Childless couples who are incapable of producing their own sex cells may soon find hope in having biological children with a treatment that takes advantage of advances in stem cell technology.

Scientists from the U.K have successfully converted skin cells into "primordial germ cells" which can later develop into mature sperm and eggs. The breakthrough research could pave way for producing eggs and sperm cells using a person's skin, a process that may help infertile couples who are unable to produce their own sex cells to have children of their own via in vitro fertilization (IVF).

Researchers said that skin cells taken from women can only be used to make eggs because their skin does not have the Y chromosome. Current knowledge likewise suggests that the male skin's is unlikely to be converted into eggs.

For their study published in the journal Cell on Dec. 24, Azim Surani, from the University of Cambridge in the U.K, and colleagues successfully created early-stage sex cells, or gametes, by culturing human embryonic stem cells for about a week under strictly-controlled condition. During this period, the researchers added so called growth factors to ensure the cells develop in the right direction.

By following this procedure, the researchers converted skin tissue of adults into early stage sperm and eggs, a feat that could one day make it possible to use sex cells in IVF treatment that genetically matches that of the patient's.
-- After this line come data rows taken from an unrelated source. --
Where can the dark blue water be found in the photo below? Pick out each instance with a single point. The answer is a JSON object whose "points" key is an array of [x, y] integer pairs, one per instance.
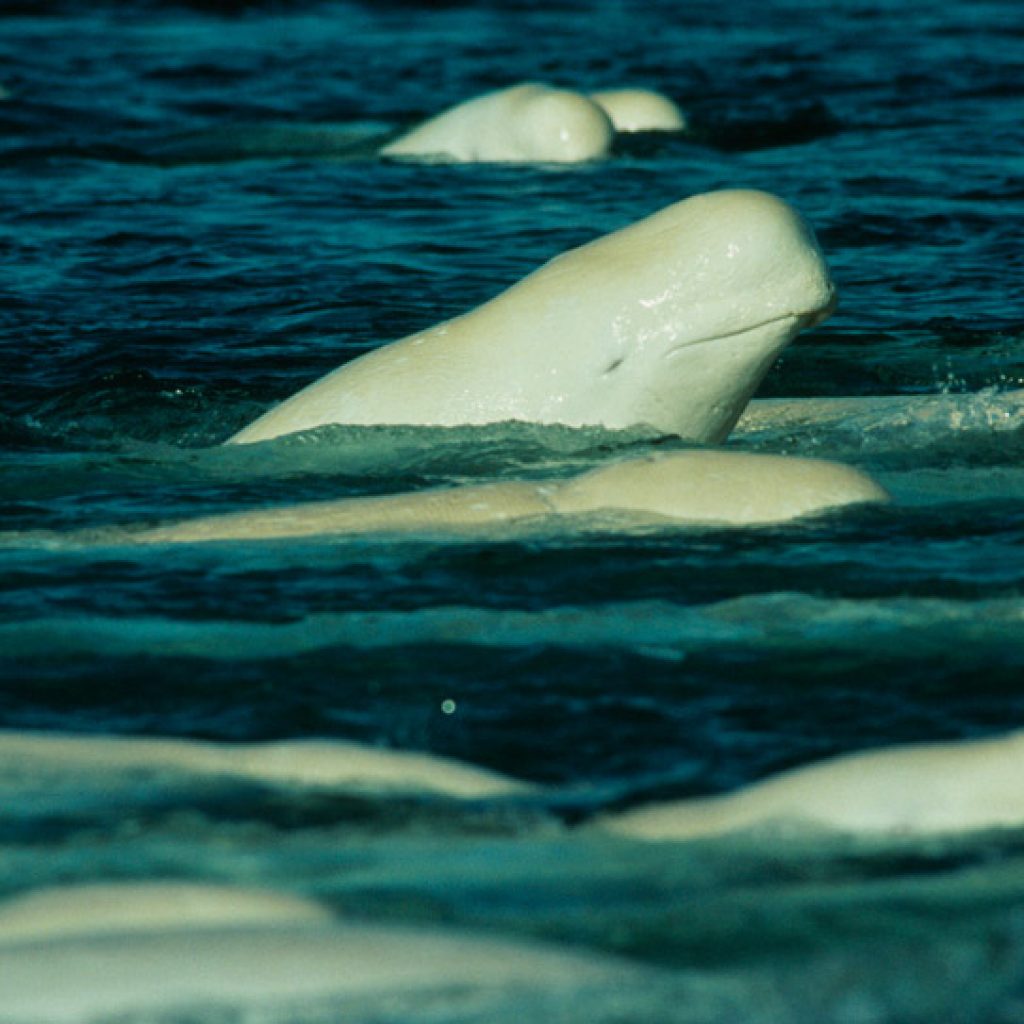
{"points": [[194, 227]]}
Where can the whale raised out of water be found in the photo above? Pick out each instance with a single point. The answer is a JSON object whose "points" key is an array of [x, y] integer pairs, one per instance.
{"points": [[670, 323]]}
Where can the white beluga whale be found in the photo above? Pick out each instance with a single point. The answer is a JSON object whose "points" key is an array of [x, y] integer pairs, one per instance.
{"points": [[526, 123], [136, 951], [715, 487], [640, 110], [901, 791], [916, 788], [670, 323], [303, 764]]}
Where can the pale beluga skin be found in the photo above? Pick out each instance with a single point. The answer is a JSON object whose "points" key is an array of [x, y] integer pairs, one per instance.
{"points": [[913, 790], [259, 955], [670, 323], [527, 123], [640, 110], [305, 764], [725, 488]]}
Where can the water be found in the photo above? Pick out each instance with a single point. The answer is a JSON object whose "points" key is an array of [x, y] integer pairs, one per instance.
{"points": [[193, 229]]}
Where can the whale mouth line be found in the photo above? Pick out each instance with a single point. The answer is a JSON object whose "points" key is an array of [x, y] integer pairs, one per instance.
{"points": [[808, 318]]}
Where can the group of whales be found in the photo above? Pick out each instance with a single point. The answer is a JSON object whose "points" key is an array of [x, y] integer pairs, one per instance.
{"points": [[114, 950], [671, 324], [536, 123]]}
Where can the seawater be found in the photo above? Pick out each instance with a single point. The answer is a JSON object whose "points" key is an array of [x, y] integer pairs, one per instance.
{"points": [[193, 228]]}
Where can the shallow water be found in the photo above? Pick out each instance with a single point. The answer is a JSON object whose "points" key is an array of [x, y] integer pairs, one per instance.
{"points": [[194, 229]]}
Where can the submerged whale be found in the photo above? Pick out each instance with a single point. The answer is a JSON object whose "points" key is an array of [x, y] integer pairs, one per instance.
{"points": [[901, 791], [143, 953], [640, 110], [527, 123], [694, 486], [670, 323], [919, 788]]}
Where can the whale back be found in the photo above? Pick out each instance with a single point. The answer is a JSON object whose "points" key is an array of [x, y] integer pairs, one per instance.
{"points": [[728, 487], [527, 123]]}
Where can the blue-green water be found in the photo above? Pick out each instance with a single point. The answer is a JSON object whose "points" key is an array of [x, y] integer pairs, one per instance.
{"points": [[189, 232]]}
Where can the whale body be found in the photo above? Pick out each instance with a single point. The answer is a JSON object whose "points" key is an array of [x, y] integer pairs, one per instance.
{"points": [[527, 123], [670, 323], [729, 488], [916, 788], [307, 764], [115, 964], [640, 110], [906, 790]]}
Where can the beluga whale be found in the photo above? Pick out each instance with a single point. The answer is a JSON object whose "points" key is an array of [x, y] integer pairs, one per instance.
{"points": [[640, 110], [670, 324], [526, 123]]}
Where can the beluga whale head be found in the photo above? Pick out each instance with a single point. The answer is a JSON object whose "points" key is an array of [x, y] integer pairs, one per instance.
{"points": [[671, 324], [685, 311], [525, 123]]}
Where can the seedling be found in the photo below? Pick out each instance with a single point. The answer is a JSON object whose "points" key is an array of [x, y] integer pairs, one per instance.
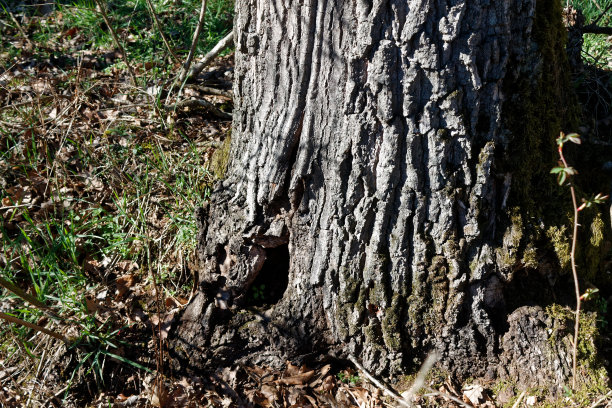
{"points": [[564, 173]]}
The researchers likewise discovered that a gene dubbed SOX17 played a crucial role for turning stem cells into primordial germ cells, which came as a surprise because the equivalent of the gene in mice did not exhibit such a role.

The laboratory-made cells could potentially grow into mature sperm and eggs but the researchers will have to inject the cells into the ovaries or testes of mouse to see if these could fully develop into animals.

The researchers said that their study could shed more light on ageing and cancer because it involved stripping the primordial germ cells of chemicals believed to be responsible for epigenetic changes that can be caused by lifestyle factors such as smoking, bad diet and other lifestyle related factors.

"The erasure of epigenetic information ensures that most, if not all, epigenetic mutations are erased, which promotes 'rejuvenation' of the lineage and allows it to give rise to endless generations," Surani said. "These mechanisms are of wider interest towards understanding age-related diseases."